Molly Sweeney, one of Coach Mac’s four grandchildren, reflected on his role as her beloved Papa.
“He always made each one of us think we were his favorite,” she said. To her, Coach Mac represented family, faith and football, but so much more as well — Maine doughnuts, coffee, full-sized Snickers bars and breakfasts.
“He is the kind of person who loved you so much you thought your heart would explode,” she said. “Heaven is a little more orange now because of you.”
ESPN broadcaster Sean McDonough ’84, was sort of a reluctant Syracuse University student after not being admitted to his first choice, Notre Dame. He was a student employee in the sports information office, in the fall of 1980, when he attended the press conference introducing MacPherson as the new Syracuse football coach. Coach Mac, who was greeting everyone from the Chancellor to the student interns, shook McDonough’s hand. Through conversation, he realized that he knew McDonough’s father, Boston sportswriter Will McDonough.
“We are going to talk about what Sean McDonough can do to help get this football program off the ground,” Coach Mac promised. A few weeks later, true to his word and with a 15-minute notice, Coach Mac met McDonough outside of Day Hall. He proceeded to take him to Mass and football practice, and thus began McDonough’s work with the football program.
McDonough said he learned many things over the next three-and-a-half years, which uplifted his SU experience. Coach Mac even stepped in when McDonough was facing the possibility of not returning to school because of finances. Within months, McDonough became the voice of the Syracuse Chiefs, which helped to launch his professional broadcasting career.
“It is not an overstatement to say that Coach’s intervention saved the arc and path of my life,” McDonough said. “He changed my life, saved my life and continued to influence my life.”
McDonough also recalled MacPherson’s exuberance and love for Syracuse in the coach’s role as a broadcaster for Orange football games, which began after his tenure as head coach of the New England Patriots.

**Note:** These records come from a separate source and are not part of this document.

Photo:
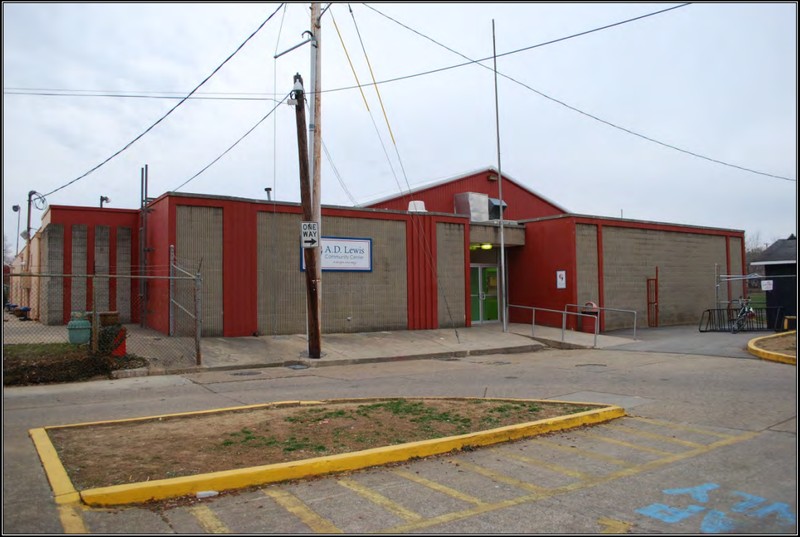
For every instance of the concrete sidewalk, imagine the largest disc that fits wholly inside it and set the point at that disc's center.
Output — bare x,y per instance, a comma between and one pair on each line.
366,347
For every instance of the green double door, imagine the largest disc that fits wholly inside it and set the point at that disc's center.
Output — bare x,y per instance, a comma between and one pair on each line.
483,282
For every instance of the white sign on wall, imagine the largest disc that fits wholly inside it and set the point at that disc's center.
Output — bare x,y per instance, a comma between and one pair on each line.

“Syracuse and Central New York have never had a better ambassador than Coach Mac, and they never will,” he said.
Macky ’14 and Cameron ’16 MacPherson, Coach Mac’s grandsons, concluded the service with their reflections on their beloved grandfather. Both played for the Orange; Macky is now a graduate assistant to Coach Dino Babers and Cameron is pursuing a graduate degree at the University.
“There are not enough hours in a day or days in the year to explain what he meant to me,” Macky said.
Coach Mac was a father figure to his grandsons — he taught them how to throw a football, play golf, be tough through pain and grow to be men of morals, character and integrity. Both brothers have fond memories of growing up on the Syracuse sidelines, attending practices led by former head coach Paul Pasqualoni.
“Not only was he a Hall of Fame coach — he was a Hall of Fame grandfather,” Macky said.
Cameron, a poet, talked of his Papa as a man of ritual. He remembers many things — rosary beads, coffee, barber shops, diners, chocolate-glazed doughnuts — things that Coach Mac loved that combined into wonderful memories for his grandchildren. The most important memories they have taken from their grandfather, though, are the ones that defined him best — his displays of character, values, of doing the right thing. He did that for 86 years, and now, Cameron said, “You have earned your rest.”